Variables are the aspects measured or manipulated by the researcher in a given study. They enable researchers to come up with the right strategy needed to organize the expected observations and findings effectively. Marking out the variables in research enhances the understanding of the test that is being carried out (Patricia, 2012). Also, the researcher can determine the key outcomes expected in the study they are conducting.

Multiple independent variables (MIVs) are varied. Also, they can be easily manipulated by a researcher to create different scenarios. However, they are not dependent on the alterations made on other variables in the study. Also, they are regarded as the presumed cause or antecedent of phenomena. In non-experimental cases (where influence is not present), MIVs are erratic. As such, they have some level of effect on multiple dependents (Orme & Orme, 2009). According to Orme and Orme (2009), MIVs are also referred to as status variables. The term is applied in instances where a researcher is unable to control or manipulate them.

Multiple levels of independent variables, on the other hand, are slightly different. They are the total number of experimental situations in a study. For example, if a researcher is making a comparison between five different varieties of diet, the multiple independent variables will have five levels (Orme & Orme, 2009). Multiple independent variables are better compared to multiple levels. The reason behind this is the manipulation factor that is present during experimentation processes.

Blocking and Reduction of ‘Noise’

Blocking is the process of putting together experimental units in clusters. The clusters and experimental units are related to one another (Beins & McCarthy, 2012). The process reduces the known variability in the study. Also, it operates on the core principle of the belief that an advanced order interaction confounds an inconsistency that cannot be overcome. The aim is to get rid of the inconsistency’s influence on the end product.

Blocking reduces ‘noise’ through various strategies. For example, it enables the researcher to deal with the ‘nuisance’ factors in a study. It is noted that irritant or ‘nuisance’ aspects have some effect on the response (Walker, 2010). However, the process is of no significance to the individual experimenting. As a result, the researcher is expected to reduce the resulting variability at the end of the study.

Disadvantages of Blocking

Blocking has several disadvantages. For example, it is not effective in a large number of treatments. The reason is that the units of the experiment within a block must be homogeneous. Also, it is noted that the technical controls only a single extraneous source of variability (Walker, 2010). As such, other sources of noise are left out. Additional sources increase the error term. As a result, detecting treatment differences becomes a challenge to the researcher.

A Factor and How It Benefits Design

A factor is a controlled, independent variable (Jackson, 2012). According to Jackson (2012), a factor has two or more levels. The individual experimenting sets the levels. The reason is that each design requires a unique level of the factor. It is noted that factors benefit design in various ways. For example, they highlight the relationship between single and group items that form the unified models (Walker, 2010). As a result, the researcher can make the right assumptions about factor interrelationships during the study.

Factors also help in determining the measurement structure present in the study design.
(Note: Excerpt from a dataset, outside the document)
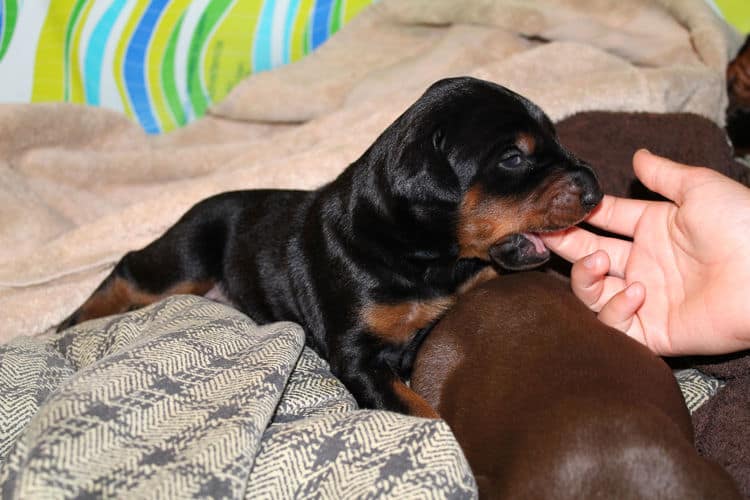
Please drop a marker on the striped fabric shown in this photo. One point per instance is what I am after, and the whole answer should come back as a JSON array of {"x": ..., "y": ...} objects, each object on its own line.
[{"x": 162, "y": 62}]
The evaluation can be carried out through loading. It identifies the relationship between observed and unobserved variables in the design. Also, factors allow for measurement error in less restrictive situations. They also make it possible for the researcher to carry out the extraction of maximum variance in design (Beins & McCarthy, 2012). Also, they enable the researcher to predict the outcome of the desired design.
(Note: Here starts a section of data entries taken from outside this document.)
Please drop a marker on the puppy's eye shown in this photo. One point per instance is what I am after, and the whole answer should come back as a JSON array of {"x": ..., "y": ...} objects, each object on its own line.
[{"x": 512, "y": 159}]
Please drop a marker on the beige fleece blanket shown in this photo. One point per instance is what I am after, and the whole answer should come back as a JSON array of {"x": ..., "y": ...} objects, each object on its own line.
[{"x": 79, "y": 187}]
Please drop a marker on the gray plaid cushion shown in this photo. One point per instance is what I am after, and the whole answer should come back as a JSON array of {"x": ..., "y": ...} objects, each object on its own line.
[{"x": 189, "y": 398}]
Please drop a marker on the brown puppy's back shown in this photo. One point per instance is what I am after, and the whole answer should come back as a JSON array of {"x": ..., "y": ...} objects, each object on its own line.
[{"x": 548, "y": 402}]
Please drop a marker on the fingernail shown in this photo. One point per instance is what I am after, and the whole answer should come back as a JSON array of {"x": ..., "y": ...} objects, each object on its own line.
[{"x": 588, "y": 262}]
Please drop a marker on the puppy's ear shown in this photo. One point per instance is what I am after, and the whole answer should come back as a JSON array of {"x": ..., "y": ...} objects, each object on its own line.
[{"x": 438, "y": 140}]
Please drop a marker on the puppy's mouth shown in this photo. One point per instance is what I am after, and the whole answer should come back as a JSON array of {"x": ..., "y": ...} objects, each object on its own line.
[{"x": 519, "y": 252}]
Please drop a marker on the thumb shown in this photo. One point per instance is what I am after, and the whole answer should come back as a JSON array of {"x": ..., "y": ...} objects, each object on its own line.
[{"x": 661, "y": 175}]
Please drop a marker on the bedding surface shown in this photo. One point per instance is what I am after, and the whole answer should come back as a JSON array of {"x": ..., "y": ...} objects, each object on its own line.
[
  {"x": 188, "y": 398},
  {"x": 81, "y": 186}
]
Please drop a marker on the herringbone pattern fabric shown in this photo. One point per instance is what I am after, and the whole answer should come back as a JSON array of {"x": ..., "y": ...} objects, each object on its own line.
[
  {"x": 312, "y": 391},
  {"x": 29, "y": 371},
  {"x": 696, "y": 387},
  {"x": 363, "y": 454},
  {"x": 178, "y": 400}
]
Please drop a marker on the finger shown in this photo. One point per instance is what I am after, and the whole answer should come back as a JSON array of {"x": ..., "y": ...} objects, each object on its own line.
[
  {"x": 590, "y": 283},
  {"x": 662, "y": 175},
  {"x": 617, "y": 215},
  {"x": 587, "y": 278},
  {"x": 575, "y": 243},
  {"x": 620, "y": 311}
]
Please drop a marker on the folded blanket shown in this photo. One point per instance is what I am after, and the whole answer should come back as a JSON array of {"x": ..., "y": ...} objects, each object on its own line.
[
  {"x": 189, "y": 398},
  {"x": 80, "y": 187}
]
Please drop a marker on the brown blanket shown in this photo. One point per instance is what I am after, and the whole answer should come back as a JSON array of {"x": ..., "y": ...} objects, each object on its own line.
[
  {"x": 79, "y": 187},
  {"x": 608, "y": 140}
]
Main Effects and Interaction Effects

Main Effects

The main effect is the result of a single independent variable on a dependent one (Jackson, 2012). The phrase is mainly used when describing factorial designs and regression. According to Jackson (2012), the effect helps the researcher to differentiate between main and interaction effects. In a factorial design, a key result test is used to examine the expected supposition. Such suppositions include, among others, HO and null hypothesis. It is noted that a core outcome test is non-specific. It does not support localization of specific mean and pair-wise contrasting. Generally, the main effects are upshots of a factor.

Interaction Effects

Orme and Orme (2009) provide a working definition of an interaction effect. It is viewed as the process through which two autonomous variables interrelate. It is the situation where the outcome of one independent variable differs from that of the other due to their varying levels (Orme & Orme, 2009). The effect does not necessarily mean that the course of a result differs at certain levels of an erratic situation. An interaction occurs when the degree of an outcome is greater at one point compared to on the other. Two variables interrelate in combinations that would not produce the expected results based on the main effects.

How a Covariate Reduces Noise

A covariate is a variable predicting the results of an experiment (Walker, 2010). It can be of undeviating interest or confounding erratic. It is also described as a secondary variable. The reason is because of its capability to influence the relationship between the dependent and independent erratic of major interest. A covariate reduces noise by using more than one variable in experiments. An erratic of a similar kind is measured in various contexts during the test. The process allows for adjustments and removal of less significant variables responsible for noise production.

Trade-Offs in Experiments

A trade-off is a situation where the researcher leaves out one feature of something in an experiment to gain the desired result (Beins & McCarthy, 2012). If one aspect increases extensively, the other must be reduced. In a trade-off, decisions are made with complete awareness of both the positive and negative outcomes of the choice.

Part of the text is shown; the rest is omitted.